Federal Regulation of Health Insurance: Both the pending House health care bill and Senate HELP Committee bill include provisions that would, if enacted, result in sweeping, complex, and highly discretionary new federal regulation of health insurance. Taken together these provisions would make the current situation worse by driving costs higher and by encouraging more employers and individuals to drop coverage.

Massive New Taxpayer-Funded Subsidies: Both the House and Senate would expand eligibility for Medicaid, and create new taxpayer-funded subsidies to the middle class. Such commitments would result in scores of Americans dependent on the government to finance their health care.

Employer Mandate: Both the House and Senate bills would impose an employer mandate for employers who do not offer coverage and for those whose benefits do not meet a new federal standard. An employer mandate would hurt low-income workers the most and would also stifle much-needed economic growth. Employer mandates are passed on to workers in the form of reduced wages and compensation. This is exactly the wrong prescription for businesses, especially during a recession.

Individual Mandate: According to the Congressional Budget Office (CBO), a federal individual mandate for health insurance would be unique and unprecedented because it would “impose a duty on individuals as members of society” and would “require people to purchase a specific service that would be heavily regulated” by the government. According to President Obama HHS nominee Dr. Sherry Glied: “Developing a system to promptly identify and penalize scofflaws will take effort and ingenuity, particularly in our diverse and mobile country. It may require a degree of intrusiveness and bureaucracy that some will find unpalatable.” In fact, it was jut last year that then-candidate Obama also opposed individual mandates.




Conservatives have been for increased “choice and competition” in health care long before David Axelrod discovered the phrase was popular with the American people and commandeered it to push Obamacare. Such pro-competition reforms include giving individuals the freedom to purchase coverage from trusted sources and not be restricted by where they happen to live, equalizing the tax treatment of health insurance purchases, and putting Medicare and Medicaid on a fiscally sustainable path.

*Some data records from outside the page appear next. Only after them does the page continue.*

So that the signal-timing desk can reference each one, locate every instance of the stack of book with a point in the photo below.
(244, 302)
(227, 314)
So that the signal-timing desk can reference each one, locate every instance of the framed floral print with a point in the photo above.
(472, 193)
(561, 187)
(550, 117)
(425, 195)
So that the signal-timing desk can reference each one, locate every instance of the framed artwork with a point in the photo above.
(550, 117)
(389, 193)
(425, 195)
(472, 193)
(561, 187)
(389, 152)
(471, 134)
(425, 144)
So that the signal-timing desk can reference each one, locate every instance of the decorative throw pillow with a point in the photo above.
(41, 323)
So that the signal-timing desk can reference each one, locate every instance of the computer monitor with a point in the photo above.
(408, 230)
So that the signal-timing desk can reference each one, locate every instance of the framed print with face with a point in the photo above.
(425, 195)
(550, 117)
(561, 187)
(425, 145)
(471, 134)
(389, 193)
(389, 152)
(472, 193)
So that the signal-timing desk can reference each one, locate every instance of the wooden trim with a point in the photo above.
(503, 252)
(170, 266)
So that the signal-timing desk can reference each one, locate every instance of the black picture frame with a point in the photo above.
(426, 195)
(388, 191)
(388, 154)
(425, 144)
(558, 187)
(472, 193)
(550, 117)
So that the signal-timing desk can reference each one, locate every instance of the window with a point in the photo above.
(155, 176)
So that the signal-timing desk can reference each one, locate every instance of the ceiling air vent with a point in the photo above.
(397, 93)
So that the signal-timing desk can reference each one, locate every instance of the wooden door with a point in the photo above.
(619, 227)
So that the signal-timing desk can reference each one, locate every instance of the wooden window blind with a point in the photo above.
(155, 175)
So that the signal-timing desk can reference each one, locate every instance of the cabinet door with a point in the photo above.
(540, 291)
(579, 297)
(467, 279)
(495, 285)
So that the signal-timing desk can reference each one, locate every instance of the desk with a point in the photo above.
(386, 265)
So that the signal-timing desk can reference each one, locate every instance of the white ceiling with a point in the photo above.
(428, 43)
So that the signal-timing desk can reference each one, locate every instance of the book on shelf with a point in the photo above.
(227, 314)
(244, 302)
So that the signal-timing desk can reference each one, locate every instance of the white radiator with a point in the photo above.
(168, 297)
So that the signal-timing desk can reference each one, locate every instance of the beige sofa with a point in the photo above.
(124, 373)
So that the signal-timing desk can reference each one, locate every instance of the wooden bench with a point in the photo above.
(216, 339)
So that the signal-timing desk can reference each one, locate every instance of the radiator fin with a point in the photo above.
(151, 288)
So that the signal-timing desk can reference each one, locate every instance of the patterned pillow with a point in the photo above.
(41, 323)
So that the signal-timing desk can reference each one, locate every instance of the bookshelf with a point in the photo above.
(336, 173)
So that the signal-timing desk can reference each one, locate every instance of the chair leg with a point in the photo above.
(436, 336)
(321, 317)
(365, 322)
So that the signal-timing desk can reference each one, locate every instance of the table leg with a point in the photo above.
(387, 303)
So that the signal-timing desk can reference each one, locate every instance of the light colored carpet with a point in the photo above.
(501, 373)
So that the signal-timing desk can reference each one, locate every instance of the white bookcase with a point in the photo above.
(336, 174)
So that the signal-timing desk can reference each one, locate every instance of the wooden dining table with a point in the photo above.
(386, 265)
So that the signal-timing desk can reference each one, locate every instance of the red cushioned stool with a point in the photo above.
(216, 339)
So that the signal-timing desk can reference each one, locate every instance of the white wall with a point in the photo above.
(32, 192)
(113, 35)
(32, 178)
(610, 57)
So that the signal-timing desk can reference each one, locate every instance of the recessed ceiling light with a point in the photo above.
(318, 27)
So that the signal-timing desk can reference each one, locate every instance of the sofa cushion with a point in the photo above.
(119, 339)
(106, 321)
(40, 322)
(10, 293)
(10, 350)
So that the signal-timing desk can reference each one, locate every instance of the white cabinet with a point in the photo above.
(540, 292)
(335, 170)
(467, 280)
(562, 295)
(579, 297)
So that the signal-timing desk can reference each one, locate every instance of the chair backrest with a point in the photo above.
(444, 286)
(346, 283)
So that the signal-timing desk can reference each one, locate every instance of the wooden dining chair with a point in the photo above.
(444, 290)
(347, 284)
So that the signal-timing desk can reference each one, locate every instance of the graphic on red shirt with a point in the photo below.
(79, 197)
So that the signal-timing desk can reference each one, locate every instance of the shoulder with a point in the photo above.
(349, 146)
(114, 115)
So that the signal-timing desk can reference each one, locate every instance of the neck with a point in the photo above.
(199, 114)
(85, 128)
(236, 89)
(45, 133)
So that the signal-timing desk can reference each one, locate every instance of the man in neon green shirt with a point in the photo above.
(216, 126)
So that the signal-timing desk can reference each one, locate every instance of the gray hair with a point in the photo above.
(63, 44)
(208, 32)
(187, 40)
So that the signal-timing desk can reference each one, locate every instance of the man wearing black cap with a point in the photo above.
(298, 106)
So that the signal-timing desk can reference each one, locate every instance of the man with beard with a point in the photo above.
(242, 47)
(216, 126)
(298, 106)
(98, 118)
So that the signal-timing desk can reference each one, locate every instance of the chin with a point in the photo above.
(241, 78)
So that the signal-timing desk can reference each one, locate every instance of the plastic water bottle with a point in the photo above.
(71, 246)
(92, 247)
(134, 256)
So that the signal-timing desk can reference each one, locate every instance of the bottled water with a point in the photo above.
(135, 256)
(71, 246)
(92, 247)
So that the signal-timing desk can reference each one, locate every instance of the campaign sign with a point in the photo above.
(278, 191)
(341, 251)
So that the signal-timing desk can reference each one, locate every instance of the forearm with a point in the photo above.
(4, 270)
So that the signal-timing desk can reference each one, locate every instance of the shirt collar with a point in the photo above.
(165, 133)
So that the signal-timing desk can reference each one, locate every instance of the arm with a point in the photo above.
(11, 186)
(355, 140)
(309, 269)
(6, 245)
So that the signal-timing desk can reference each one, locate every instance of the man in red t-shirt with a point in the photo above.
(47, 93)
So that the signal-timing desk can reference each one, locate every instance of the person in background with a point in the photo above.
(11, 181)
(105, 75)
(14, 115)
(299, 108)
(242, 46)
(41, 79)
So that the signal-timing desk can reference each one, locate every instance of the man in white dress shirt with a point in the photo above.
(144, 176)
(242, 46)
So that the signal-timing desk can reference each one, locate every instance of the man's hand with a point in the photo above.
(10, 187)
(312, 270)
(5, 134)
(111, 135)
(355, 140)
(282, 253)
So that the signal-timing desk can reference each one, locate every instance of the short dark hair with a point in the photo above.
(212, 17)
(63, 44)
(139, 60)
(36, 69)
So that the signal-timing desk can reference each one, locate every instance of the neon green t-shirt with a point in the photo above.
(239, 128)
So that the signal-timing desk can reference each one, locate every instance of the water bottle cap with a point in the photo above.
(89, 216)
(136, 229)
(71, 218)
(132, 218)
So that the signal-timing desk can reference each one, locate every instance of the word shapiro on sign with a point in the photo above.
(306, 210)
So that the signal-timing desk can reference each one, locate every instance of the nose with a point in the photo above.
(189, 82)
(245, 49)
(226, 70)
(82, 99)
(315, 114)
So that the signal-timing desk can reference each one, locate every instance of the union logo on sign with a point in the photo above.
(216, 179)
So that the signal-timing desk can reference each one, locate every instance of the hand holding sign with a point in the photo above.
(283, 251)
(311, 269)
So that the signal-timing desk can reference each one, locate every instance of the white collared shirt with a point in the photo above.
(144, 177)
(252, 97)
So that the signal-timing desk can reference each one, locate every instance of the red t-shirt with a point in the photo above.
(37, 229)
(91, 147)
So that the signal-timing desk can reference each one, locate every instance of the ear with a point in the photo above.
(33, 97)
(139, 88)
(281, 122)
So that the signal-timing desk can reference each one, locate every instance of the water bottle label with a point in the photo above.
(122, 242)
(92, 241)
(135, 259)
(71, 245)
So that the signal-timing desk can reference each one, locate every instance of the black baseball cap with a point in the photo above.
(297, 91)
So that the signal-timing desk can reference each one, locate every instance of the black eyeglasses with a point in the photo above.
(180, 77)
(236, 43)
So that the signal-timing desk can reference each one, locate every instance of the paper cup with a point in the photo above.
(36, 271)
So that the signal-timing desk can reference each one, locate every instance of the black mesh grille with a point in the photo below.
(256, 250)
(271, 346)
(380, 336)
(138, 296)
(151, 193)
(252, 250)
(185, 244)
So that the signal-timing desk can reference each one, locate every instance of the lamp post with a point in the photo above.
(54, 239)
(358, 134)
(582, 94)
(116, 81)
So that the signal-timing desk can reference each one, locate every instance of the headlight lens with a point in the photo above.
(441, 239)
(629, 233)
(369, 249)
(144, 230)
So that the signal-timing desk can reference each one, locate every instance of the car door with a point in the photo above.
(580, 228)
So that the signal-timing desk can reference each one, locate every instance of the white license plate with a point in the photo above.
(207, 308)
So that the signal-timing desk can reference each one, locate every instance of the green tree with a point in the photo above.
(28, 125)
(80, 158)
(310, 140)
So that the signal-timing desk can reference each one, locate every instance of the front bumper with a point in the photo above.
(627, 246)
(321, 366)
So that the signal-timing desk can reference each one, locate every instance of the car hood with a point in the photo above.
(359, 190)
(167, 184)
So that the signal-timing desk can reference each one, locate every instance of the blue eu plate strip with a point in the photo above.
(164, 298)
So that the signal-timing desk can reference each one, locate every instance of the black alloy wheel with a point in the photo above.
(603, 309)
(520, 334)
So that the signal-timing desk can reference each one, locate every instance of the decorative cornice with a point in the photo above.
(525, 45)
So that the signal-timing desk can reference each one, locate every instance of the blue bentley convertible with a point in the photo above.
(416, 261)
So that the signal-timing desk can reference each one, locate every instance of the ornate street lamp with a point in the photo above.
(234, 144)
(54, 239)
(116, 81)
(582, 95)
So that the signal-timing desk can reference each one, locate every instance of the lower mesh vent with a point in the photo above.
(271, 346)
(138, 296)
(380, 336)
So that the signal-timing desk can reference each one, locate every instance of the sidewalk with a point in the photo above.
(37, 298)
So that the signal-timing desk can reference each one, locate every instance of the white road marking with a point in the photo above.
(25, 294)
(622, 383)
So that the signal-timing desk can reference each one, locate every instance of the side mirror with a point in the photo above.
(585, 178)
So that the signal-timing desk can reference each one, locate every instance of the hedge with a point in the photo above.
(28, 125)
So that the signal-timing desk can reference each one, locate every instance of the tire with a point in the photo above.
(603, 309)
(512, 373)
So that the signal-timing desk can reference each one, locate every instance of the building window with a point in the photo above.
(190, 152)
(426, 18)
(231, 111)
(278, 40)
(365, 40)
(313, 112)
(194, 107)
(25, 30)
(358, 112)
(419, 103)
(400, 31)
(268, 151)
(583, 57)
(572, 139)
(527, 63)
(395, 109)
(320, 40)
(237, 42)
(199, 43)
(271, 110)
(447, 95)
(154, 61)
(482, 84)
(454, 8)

Heritage Center for Health Policy Studies Deputy Director Nina Owcharenko concludes: “Instead of continuing to protect the status quo, Congress should advance improvements that put the health care system on a path to reform. Such improvements should be focused on increasing choice and competition not by turning control over to Washington but by empowering individuals and families to control their health care dollars and decisions.”